Иногда меня так и подмывало спросить его: ну, как там тебя, сильнейший и мудрейший, ты, решившийся на эксперимент — на такой эксперимент! — над своей драгоценной особой — установил ли ты, наконец, нужно ли ЭТО человечеству? Хотя что там человечеству — тебе самому? Да, да, тебе, лиловый бегемот, краса и гордость земной аккумулятопатологии? Ну, что тебе дало это? Что изменило оно в твоей жизни? Ведь если бы ты и не знал ничего, ты все равно дрожал бы над каждой своей минуткой, и все равно ты торчал бы здесь, потому что только тут тебе обеспечен идеальный для здоровья климат и вполне устраивающая тебя работа. И все равно ты отравлял бы существование всем нормальным людям, и все равно тебе было бы плевать на этих остальных людей.
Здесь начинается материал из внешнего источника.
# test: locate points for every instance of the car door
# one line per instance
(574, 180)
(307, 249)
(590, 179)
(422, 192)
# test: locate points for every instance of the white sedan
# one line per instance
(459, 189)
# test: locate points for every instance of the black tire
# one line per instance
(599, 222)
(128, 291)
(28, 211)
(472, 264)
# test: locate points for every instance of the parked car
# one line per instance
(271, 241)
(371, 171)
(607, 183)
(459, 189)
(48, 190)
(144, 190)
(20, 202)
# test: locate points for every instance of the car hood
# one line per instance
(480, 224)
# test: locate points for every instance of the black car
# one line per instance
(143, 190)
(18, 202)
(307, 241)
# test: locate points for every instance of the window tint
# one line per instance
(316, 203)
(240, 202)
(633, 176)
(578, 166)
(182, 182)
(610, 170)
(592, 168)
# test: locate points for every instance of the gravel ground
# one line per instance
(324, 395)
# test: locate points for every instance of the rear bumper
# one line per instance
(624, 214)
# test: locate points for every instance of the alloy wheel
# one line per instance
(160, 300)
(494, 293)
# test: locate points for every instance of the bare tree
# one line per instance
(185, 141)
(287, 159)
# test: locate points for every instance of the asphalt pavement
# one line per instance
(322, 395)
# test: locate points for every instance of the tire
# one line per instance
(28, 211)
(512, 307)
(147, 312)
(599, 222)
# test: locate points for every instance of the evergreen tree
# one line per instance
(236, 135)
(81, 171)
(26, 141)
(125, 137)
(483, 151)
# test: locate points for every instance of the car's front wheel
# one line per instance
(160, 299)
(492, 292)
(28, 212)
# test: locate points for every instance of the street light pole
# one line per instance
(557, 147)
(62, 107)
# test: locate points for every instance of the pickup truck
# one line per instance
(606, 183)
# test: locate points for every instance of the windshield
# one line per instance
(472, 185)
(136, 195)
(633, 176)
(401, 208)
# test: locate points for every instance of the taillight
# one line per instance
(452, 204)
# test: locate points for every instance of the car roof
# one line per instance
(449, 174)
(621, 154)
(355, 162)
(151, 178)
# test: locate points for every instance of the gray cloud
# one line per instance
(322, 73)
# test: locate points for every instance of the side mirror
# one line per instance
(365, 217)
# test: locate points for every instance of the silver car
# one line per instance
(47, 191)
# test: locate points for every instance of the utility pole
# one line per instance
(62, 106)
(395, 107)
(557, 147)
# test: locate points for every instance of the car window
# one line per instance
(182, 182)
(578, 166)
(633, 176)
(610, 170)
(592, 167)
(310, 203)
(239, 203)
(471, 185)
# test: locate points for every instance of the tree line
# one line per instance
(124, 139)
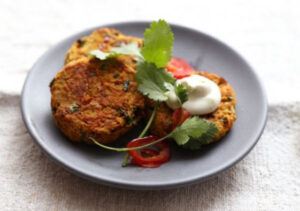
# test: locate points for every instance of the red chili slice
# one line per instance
(179, 68)
(177, 115)
(149, 158)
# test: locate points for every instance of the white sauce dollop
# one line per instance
(204, 95)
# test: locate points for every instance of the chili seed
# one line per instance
(74, 107)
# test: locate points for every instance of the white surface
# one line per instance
(266, 32)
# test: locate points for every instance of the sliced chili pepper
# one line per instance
(176, 116)
(149, 158)
(179, 68)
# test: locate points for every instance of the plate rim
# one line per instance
(117, 183)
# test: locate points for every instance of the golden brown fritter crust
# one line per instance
(101, 39)
(223, 117)
(99, 99)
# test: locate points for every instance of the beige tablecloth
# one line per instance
(267, 33)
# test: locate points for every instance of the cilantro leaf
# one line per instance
(131, 49)
(125, 49)
(158, 42)
(196, 143)
(193, 127)
(152, 80)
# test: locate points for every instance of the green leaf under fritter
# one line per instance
(152, 80)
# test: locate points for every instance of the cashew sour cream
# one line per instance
(204, 95)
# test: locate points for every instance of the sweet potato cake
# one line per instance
(94, 98)
(101, 39)
(223, 117)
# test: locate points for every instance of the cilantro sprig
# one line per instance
(154, 82)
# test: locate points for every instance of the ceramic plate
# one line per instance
(204, 53)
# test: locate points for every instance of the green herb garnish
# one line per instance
(154, 82)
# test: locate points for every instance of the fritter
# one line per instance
(99, 99)
(223, 117)
(101, 39)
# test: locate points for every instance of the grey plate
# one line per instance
(185, 167)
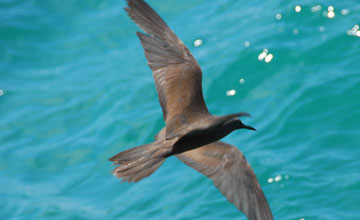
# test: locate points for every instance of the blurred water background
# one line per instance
(75, 90)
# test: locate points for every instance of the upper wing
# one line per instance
(232, 174)
(177, 74)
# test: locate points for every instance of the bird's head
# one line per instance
(232, 122)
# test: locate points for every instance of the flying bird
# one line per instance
(191, 133)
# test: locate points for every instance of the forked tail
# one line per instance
(139, 162)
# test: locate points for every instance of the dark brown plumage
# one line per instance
(191, 132)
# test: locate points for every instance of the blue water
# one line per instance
(75, 90)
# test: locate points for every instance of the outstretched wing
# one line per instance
(177, 74)
(233, 175)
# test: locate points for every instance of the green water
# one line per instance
(75, 90)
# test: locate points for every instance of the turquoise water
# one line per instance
(75, 90)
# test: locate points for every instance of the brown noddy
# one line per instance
(191, 133)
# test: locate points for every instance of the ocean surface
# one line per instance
(75, 89)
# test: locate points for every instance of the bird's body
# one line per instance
(191, 133)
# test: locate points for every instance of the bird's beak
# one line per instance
(249, 127)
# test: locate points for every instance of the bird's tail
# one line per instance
(139, 162)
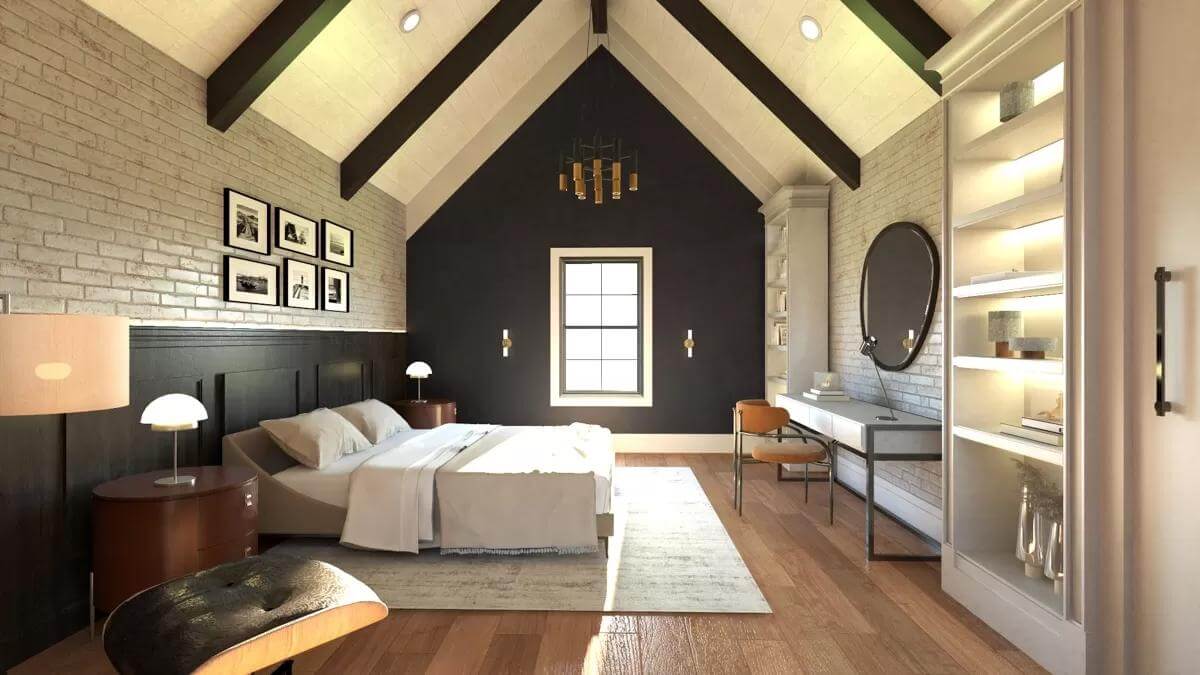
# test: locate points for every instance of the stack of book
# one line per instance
(826, 395)
(1036, 429)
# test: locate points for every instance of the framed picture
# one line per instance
(293, 232)
(247, 222)
(299, 285)
(337, 245)
(251, 281)
(335, 287)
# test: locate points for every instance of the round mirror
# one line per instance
(898, 293)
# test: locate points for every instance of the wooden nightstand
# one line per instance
(144, 535)
(427, 413)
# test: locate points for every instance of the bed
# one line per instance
(495, 489)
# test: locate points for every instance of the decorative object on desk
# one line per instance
(1002, 327)
(868, 350)
(174, 413)
(898, 292)
(418, 371)
(337, 243)
(299, 285)
(251, 281)
(295, 233)
(335, 287)
(52, 364)
(1033, 347)
(1015, 99)
(247, 222)
(826, 381)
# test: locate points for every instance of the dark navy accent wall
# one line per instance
(481, 263)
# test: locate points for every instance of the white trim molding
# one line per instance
(646, 399)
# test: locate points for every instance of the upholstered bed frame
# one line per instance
(283, 511)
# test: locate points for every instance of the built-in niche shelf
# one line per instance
(1035, 285)
(1032, 130)
(1024, 447)
(1026, 209)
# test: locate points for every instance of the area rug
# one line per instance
(670, 554)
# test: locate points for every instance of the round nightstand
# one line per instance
(144, 535)
(427, 413)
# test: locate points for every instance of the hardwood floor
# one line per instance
(833, 613)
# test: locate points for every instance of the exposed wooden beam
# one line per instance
(427, 96)
(712, 34)
(263, 55)
(600, 16)
(907, 30)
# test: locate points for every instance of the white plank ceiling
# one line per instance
(361, 66)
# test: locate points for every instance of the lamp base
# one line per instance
(175, 481)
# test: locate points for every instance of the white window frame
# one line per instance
(646, 399)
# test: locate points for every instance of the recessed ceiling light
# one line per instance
(411, 21)
(810, 29)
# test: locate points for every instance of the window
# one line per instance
(600, 327)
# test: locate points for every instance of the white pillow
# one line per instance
(317, 438)
(376, 419)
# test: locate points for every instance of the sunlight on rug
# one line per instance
(670, 554)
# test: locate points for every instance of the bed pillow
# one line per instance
(317, 438)
(376, 419)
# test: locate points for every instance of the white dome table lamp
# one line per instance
(175, 413)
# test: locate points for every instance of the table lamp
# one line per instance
(54, 364)
(175, 413)
(418, 371)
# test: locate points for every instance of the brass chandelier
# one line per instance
(597, 163)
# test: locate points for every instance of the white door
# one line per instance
(1163, 460)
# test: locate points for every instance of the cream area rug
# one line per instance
(670, 554)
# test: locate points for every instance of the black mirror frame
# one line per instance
(930, 308)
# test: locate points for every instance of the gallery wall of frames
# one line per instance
(301, 280)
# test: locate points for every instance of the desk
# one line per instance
(852, 425)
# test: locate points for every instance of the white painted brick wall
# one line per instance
(112, 183)
(901, 181)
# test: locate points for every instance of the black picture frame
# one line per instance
(283, 217)
(288, 291)
(345, 278)
(234, 239)
(232, 294)
(328, 230)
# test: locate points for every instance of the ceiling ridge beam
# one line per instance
(755, 76)
(427, 96)
(238, 82)
(907, 30)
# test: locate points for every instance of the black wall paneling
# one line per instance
(481, 264)
(49, 464)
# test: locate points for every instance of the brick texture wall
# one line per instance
(112, 183)
(901, 181)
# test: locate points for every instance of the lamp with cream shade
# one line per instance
(174, 413)
(418, 371)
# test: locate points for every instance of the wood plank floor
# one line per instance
(833, 613)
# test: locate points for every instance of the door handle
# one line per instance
(1162, 406)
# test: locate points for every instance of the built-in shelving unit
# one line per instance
(1008, 196)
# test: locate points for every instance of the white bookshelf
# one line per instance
(1008, 193)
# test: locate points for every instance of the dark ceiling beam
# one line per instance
(263, 55)
(712, 34)
(427, 96)
(600, 16)
(907, 30)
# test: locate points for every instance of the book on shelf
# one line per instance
(1042, 424)
(813, 396)
(1048, 437)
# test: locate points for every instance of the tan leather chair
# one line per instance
(774, 441)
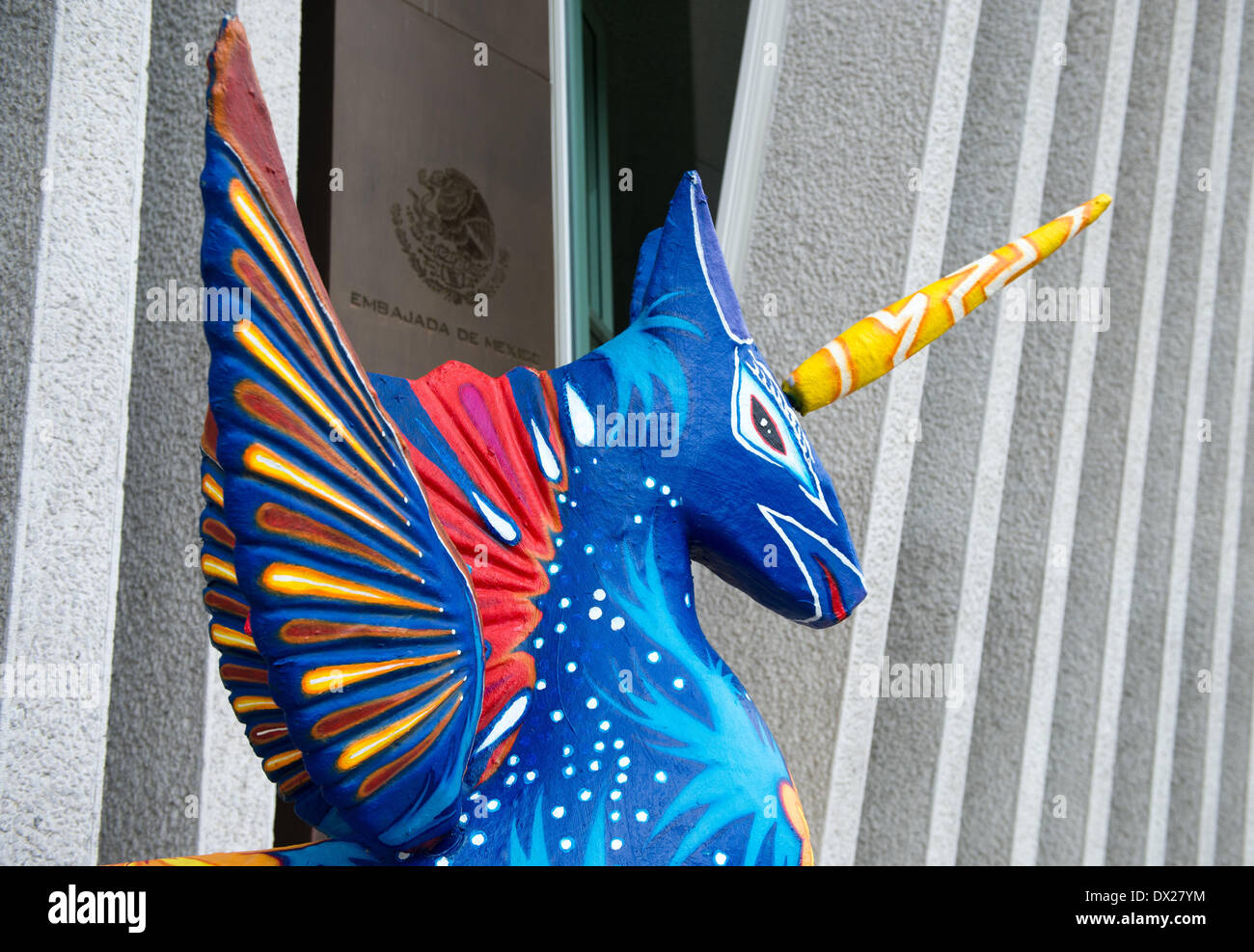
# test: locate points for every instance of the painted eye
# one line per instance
(760, 426)
(765, 425)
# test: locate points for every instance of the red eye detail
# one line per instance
(765, 425)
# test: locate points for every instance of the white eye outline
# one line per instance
(748, 384)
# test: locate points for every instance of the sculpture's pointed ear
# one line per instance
(643, 271)
(689, 265)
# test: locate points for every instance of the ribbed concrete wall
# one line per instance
(1064, 516)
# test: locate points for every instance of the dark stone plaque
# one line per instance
(442, 240)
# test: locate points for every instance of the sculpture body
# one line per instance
(455, 613)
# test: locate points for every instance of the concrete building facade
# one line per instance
(1054, 664)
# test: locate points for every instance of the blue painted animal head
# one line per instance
(684, 399)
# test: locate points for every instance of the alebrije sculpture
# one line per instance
(455, 613)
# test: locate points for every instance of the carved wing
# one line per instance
(347, 622)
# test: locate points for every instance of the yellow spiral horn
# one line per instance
(877, 343)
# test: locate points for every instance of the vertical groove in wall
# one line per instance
(69, 504)
(845, 790)
(1190, 447)
(1071, 448)
(153, 765)
(25, 67)
(1137, 439)
(907, 738)
(952, 765)
(1225, 588)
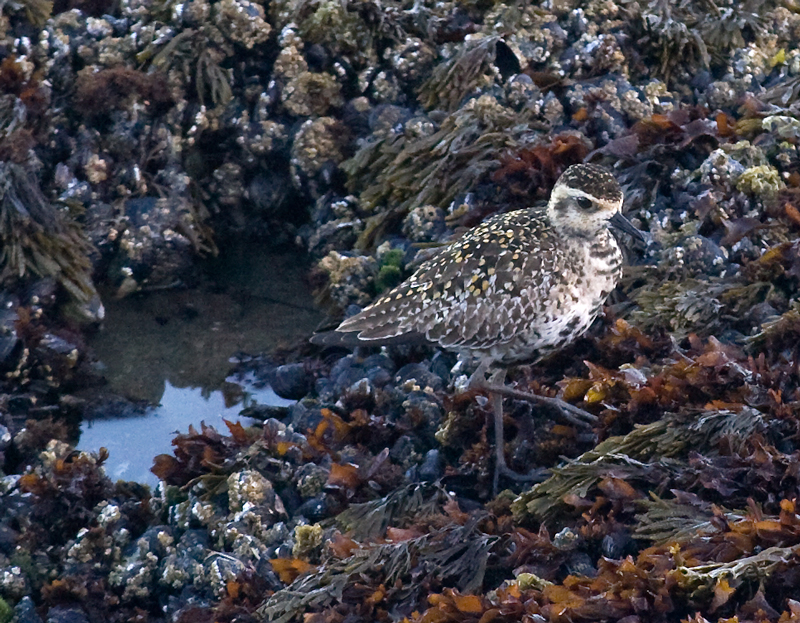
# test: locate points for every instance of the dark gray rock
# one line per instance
(290, 381)
(64, 614)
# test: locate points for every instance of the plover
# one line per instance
(515, 288)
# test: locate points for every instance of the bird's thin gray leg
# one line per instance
(478, 381)
(572, 414)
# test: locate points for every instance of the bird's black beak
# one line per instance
(620, 222)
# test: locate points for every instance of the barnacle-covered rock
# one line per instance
(40, 241)
(311, 93)
(317, 150)
(243, 21)
(157, 241)
(762, 181)
(424, 224)
(350, 278)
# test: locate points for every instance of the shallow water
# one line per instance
(173, 349)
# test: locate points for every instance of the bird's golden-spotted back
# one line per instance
(464, 296)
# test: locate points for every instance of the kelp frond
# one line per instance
(453, 80)
(667, 521)
(370, 520)
(641, 454)
(38, 240)
(455, 555)
(432, 170)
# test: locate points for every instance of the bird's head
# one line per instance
(586, 200)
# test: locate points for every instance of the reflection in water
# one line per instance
(253, 301)
(173, 349)
(133, 442)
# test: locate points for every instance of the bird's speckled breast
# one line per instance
(565, 306)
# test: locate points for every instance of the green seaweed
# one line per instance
(668, 521)
(38, 240)
(404, 172)
(390, 270)
(656, 448)
(453, 554)
(370, 519)
(6, 611)
(37, 12)
(691, 32)
(453, 80)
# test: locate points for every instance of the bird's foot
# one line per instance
(574, 415)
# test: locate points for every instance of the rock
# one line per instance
(66, 614)
(290, 381)
(433, 466)
(25, 611)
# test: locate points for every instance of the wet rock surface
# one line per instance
(138, 137)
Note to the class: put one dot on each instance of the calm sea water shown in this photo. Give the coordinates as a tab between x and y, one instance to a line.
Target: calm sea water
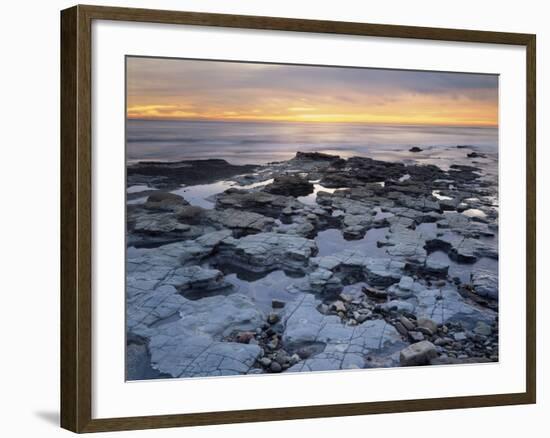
262	142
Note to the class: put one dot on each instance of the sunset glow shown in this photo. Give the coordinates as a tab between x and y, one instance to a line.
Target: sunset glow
213	90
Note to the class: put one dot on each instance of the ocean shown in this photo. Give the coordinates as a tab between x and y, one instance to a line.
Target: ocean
263	142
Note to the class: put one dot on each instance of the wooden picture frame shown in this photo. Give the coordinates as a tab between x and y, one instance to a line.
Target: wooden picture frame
76	217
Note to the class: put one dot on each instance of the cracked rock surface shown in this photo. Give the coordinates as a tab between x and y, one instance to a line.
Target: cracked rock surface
315	263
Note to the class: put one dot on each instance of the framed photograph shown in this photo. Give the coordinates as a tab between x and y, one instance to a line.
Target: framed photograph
269	218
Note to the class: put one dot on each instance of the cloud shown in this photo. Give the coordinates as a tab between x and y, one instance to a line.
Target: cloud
217	89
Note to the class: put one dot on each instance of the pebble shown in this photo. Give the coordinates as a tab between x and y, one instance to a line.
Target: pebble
407	323
460	336
427	323
265	361
416	336
276	304
273	318
401	328
339	306
483	329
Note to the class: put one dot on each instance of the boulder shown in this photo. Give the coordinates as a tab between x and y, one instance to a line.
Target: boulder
419	353
164	201
289	185
485	283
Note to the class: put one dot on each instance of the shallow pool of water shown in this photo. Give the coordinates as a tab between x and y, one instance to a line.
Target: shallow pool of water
311	199
332	241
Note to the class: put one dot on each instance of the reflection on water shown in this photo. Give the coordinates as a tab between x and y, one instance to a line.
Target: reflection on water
198	195
261	288
463	270
263	142
332	241
311	199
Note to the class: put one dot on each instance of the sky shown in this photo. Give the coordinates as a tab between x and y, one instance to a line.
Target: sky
159	88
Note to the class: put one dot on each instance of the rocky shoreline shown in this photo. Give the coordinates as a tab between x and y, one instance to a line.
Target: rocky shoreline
374	264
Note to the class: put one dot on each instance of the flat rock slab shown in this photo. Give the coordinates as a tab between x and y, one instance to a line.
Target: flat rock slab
485	283
192	345
342	346
269	251
376	271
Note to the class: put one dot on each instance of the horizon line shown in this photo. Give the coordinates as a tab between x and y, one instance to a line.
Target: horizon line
224	120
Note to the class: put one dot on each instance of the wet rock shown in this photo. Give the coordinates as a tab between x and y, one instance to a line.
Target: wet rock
171	175
435	268
244	221
485	283
461	336
157	224
342	347
268	251
190	214
165	201
290	185
419	353
415	336
407	323
398	306
427	324
273	318
483	329
377	294
193	345
261	202
276	304
197	278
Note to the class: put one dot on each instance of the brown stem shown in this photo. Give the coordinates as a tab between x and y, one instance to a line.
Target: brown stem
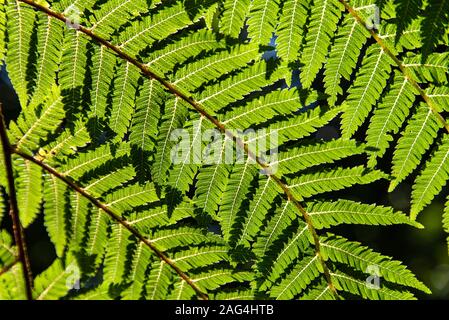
116	218
19	236
9	266
146	71
399	63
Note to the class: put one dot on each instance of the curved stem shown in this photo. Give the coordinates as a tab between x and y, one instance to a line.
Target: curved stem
149	73
19	236
398	62
9	266
117	218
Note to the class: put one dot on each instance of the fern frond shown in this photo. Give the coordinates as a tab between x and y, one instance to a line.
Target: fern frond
251	79
234	14
389	115
440	97
446	220
164	22
357	287
434	24
52	283
29	190
431	179
159	281
367	88
112	14
324	17
307	156
328	214
124	99
433	70
72	77
340	250
20	21
258	209
193	75
257	111
35	126
298	279
12	284
55	212
343	57
234	194
311	184
292	18
141	259
416	139
115	258
177	53
174	117
262	18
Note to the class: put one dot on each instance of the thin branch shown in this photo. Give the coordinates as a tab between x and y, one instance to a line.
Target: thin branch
19	235
398	62
146	71
116	217
9	266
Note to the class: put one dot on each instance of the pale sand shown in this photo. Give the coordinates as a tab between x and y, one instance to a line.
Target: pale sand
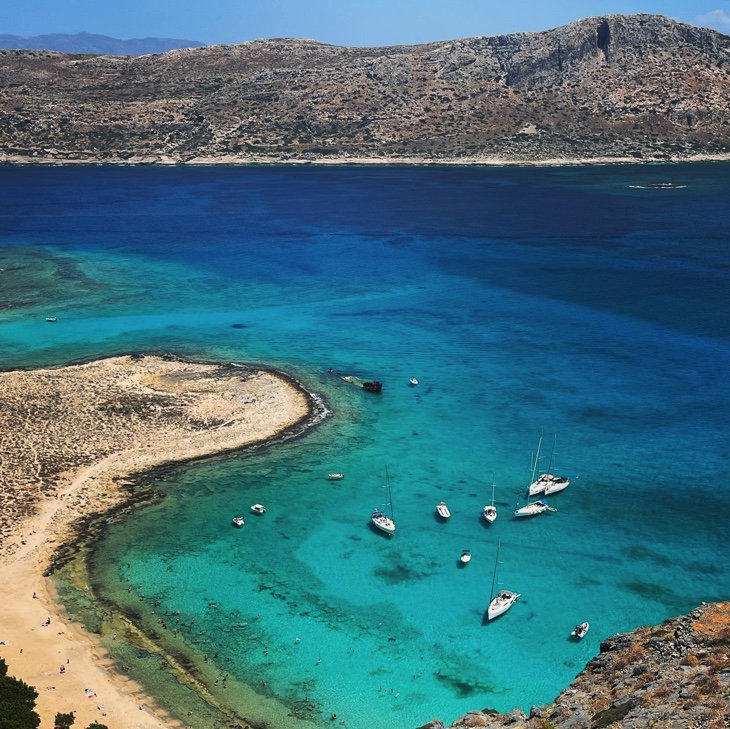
68	437
473	161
Так зачем, зачем тебе это Знание?
Тянулся пятидесятый, шестидесятый, сотый день мая, и я с каждым днем тупел все больше и больше и радовался этому той безысходной радостью, с которой человек, пытаемый в застенке, теряет сознание. Иногда, чтобы привести себя в рабочее состояние, я говорил: рано или поздно, но Егерхауэн кончится. И что тогда? Хижина? Но я понимал, что после исчезновения Саны я не смогу прийти туда, если совесть моя не будет абсолютно чиста. Как не чиста она сейчас. Но пока еще есть время, я должен расплатиться с Саной за все, что было и что могло бы быть между нами. Ведь и сейчас мы могли бы быть с ней счастливы, мы могли бы по-прежнему любить друг друга. Виноват ли во всем проклятый «Овератор»? Первое время я был в этом уверен. Но не все ли равно, кто виноват. Главное, что любовь уходила, и если бы Сана каким-то чудом пережила этот год, не знаю, смог ли бы я остаться с ней или нет. Но я должен был ее потерять, и поэтому платил вперед за то, чего никогда уже не будет. Я запутался во всех этих рассуждениях, и подчас мне казалось, что я просто холодно отсчитываю камешки, как девочки на пляжах: я теряю этот день… и этот… и белые камешки звонко чокают, ударяясь друг о друга и по-лягушечьи упрыгивая в песок.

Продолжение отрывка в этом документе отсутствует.